Saturday, September 13, 2008

The Underexposed City 2

Upon reading Henri Lefebvre's chapter on "Spatial Architectonics" in his book, The Production of Space, it becomes clear that architecture has been mistaken for a visual system of objective containment. Or, that architecture somehow exists in an objective realm that transcends coding. Architecture is more accurately the subjective sequencing of boundaries. Its importance lies not merely in how it shelters and protects from the elements but in how it communicates inward and outward thresholds, transitions, changes in physical, psychological, intellectual and spiritual states. Architecture is therefore a transformative orchestration of boundary maintenance or transgression for very specific and culturally-defined subjectivities.

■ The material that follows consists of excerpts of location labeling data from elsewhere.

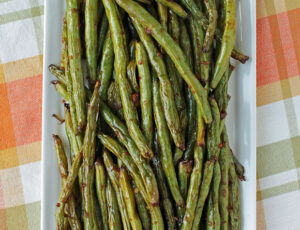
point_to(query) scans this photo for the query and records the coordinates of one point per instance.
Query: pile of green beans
(145, 123)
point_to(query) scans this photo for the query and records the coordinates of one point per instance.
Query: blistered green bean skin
(103, 32)
(228, 40)
(215, 190)
(131, 75)
(91, 25)
(114, 219)
(152, 201)
(106, 67)
(204, 190)
(89, 142)
(174, 7)
(145, 91)
(163, 15)
(61, 89)
(210, 32)
(210, 224)
(145, 169)
(100, 184)
(67, 189)
(114, 147)
(64, 41)
(121, 59)
(114, 99)
(234, 198)
(172, 49)
(129, 200)
(223, 191)
(184, 173)
(165, 87)
(213, 134)
(74, 51)
(142, 209)
(195, 180)
(62, 164)
(163, 187)
(165, 145)
(113, 174)
(57, 72)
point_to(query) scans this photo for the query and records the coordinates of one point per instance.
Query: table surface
(278, 113)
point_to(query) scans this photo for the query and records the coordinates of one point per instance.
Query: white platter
(241, 121)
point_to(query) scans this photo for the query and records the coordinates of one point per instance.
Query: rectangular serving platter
(241, 121)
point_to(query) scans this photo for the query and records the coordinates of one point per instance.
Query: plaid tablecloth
(278, 114)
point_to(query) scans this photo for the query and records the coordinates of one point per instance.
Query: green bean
(215, 191)
(67, 189)
(132, 48)
(163, 15)
(165, 145)
(228, 40)
(132, 32)
(145, 91)
(70, 212)
(151, 8)
(74, 52)
(166, 91)
(106, 67)
(103, 33)
(173, 50)
(210, 32)
(61, 89)
(197, 36)
(69, 131)
(59, 73)
(210, 224)
(192, 125)
(142, 208)
(134, 158)
(239, 168)
(195, 179)
(114, 99)
(68, 79)
(163, 187)
(101, 180)
(114, 219)
(185, 42)
(213, 134)
(113, 173)
(121, 59)
(174, 7)
(223, 191)
(176, 79)
(88, 170)
(179, 99)
(204, 190)
(91, 24)
(177, 156)
(184, 173)
(129, 200)
(131, 74)
(145, 169)
(62, 164)
(238, 55)
(64, 41)
(234, 197)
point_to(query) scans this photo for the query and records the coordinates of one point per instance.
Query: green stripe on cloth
(278, 190)
(276, 157)
(22, 14)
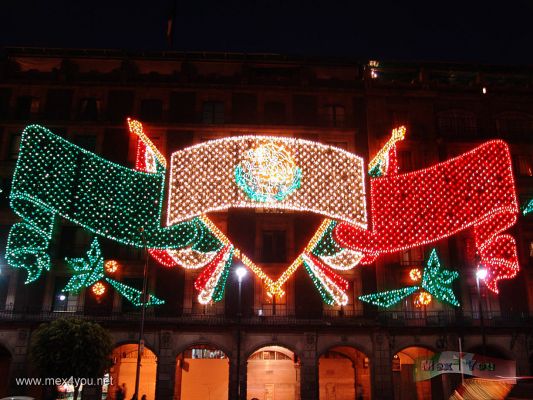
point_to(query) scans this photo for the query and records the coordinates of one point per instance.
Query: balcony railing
(444, 318)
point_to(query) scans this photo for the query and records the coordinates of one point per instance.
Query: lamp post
(481, 274)
(241, 273)
(140, 346)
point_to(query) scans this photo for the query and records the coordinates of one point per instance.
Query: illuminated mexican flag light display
(55, 179)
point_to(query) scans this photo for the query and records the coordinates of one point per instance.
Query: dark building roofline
(249, 57)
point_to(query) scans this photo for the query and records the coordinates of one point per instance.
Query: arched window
(514, 124)
(457, 123)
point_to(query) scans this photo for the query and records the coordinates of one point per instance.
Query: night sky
(499, 33)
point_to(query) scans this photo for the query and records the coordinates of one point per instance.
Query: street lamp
(241, 273)
(144, 297)
(481, 274)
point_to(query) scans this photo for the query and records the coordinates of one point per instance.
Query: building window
(339, 144)
(412, 257)
(4, 194)
(334, 115)
(213, 112)
(182, 107)
(58, 104)
(405, 161)
(515, 125)
(523, 165)
(272, 305)
(4, 288)
(304, 109)
(27, 106)
(88, 142)
(151, 110)
(457, 122)
(275, 112)
(244, 108)
(14, 146)
(269, 355)
(120, 104)
(274, 246)
(5, 95)
(204, 353)
(128, 306)
(63, 301)
(90, 109)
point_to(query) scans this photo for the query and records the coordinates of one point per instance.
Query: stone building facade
(187, 98)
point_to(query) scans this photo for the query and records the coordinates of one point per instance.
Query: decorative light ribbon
(55, 178)
(475, 190)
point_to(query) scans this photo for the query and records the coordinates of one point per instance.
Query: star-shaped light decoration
(87, 270)
(528, 208)
(90, 270)
(436, 281)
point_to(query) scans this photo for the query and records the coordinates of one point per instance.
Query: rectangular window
(63, 301)
(26, 107)
(304, 109)
(88, 142)
(405, 161)
(151, 110)
(128, 306)
(6, 189)
(182, 107)
(244, 108)
(339, 144)
(523, 165)
(14, 145)
(457, 123)
(213, 112)
(58, 104)
(412, 257)
(90, 109)
(4, 287)
(334, 115)
(5, 95)
(274, 246)
(120, 104)
(275, 112)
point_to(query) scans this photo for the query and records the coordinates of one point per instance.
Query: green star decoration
(528, 208)
(438, 281)
(134, 295)
(90, 269)
(390, 297)
(435, 280)
(87, 270)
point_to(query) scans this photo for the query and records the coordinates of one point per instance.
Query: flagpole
(140, 346)
(461, 362)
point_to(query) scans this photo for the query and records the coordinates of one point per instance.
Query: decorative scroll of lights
(54, 178)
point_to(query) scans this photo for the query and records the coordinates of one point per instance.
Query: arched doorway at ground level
(273, 373)
(5, 365)
(406, 387)
(124, 369)
(344, 374)
(202, 373)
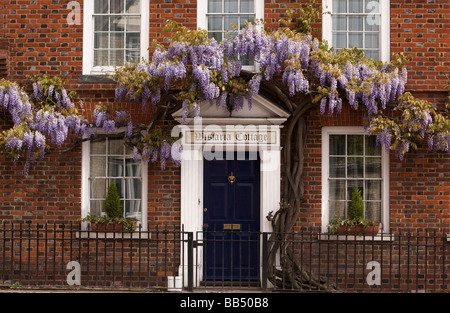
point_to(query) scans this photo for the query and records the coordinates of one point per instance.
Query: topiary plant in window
(113, 221)
(112, 206)
(355, 223)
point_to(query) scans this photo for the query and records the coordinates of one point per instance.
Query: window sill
(89, 234)
(378, 238)
(89, 79)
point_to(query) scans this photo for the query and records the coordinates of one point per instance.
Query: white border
(85, 173)
(326, 132)
(88, 38)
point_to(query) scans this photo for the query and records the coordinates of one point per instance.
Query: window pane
(339, 23)
(115, 146)
(372, 41)
(373, 211)
(372, 54)
(337, 167)
(351, 184)
(117, 6)
(244, 19)
(96, 207)
(132, 56)
(372, 6)
(101, 23)
(132, 169)
(337, 189)
(337, 144)
(133, 40)
(97, 167)
(373, 167)
(118, 23)
(215, 23)
(355, 40)
(216, 35)
(120, 184)
(355, 23)
(231, 6)
(355, 6)
(117, 40)
(339, 6)
(133, 24)
(247, 6)
(98, 146)
(101, 57)
(215, 6)
(133, 188)
(132, 209)
(101, 40)
(355, 167)
(337, 209)
(340, 40)
(101, 6)
(115, 167)
(371, 146)
(355, 144)
(230, 22)
(373, 190)
(98, 188)
(132, 6)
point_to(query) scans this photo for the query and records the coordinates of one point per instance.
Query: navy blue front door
(231, 219)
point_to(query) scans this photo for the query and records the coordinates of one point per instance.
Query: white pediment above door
(263, 112)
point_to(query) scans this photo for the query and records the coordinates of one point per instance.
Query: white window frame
(352, 130)
(385, 33)
(85, 186)
(88, 38)
(202, 20)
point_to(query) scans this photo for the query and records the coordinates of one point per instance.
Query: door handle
(231, 178)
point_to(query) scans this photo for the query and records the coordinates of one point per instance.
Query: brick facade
(37, 39)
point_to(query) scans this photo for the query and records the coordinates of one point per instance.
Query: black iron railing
(65, 256)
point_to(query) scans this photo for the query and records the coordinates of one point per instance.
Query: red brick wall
(420, 29)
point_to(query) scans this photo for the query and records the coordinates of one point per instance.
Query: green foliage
(355, 215)
(112, 203)
(356, 206)
(128, 224)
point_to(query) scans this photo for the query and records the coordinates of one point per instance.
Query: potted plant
(113, 221)
(355, 224)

As Lefebvre notes, monuments are distinct from mere buildings. because they represent the nodes, or the "strong points" in the web of meaning--or as he relates monuments to music, they possess a "horizon of meaning." They stand out in the fields; they are the significant knots in the fabric.

In reference to Beijing, the monuments are perhaps not what they appear to be. Rather, those buildings designated as monuments may in fact not perform as true monuments in all senses. They may serve as such in the visual realm or in the realm of spatio-historical tourism, but in terms of new cultural forms they are merely buildings. Where, then, are the true monuments of present-day Beijing?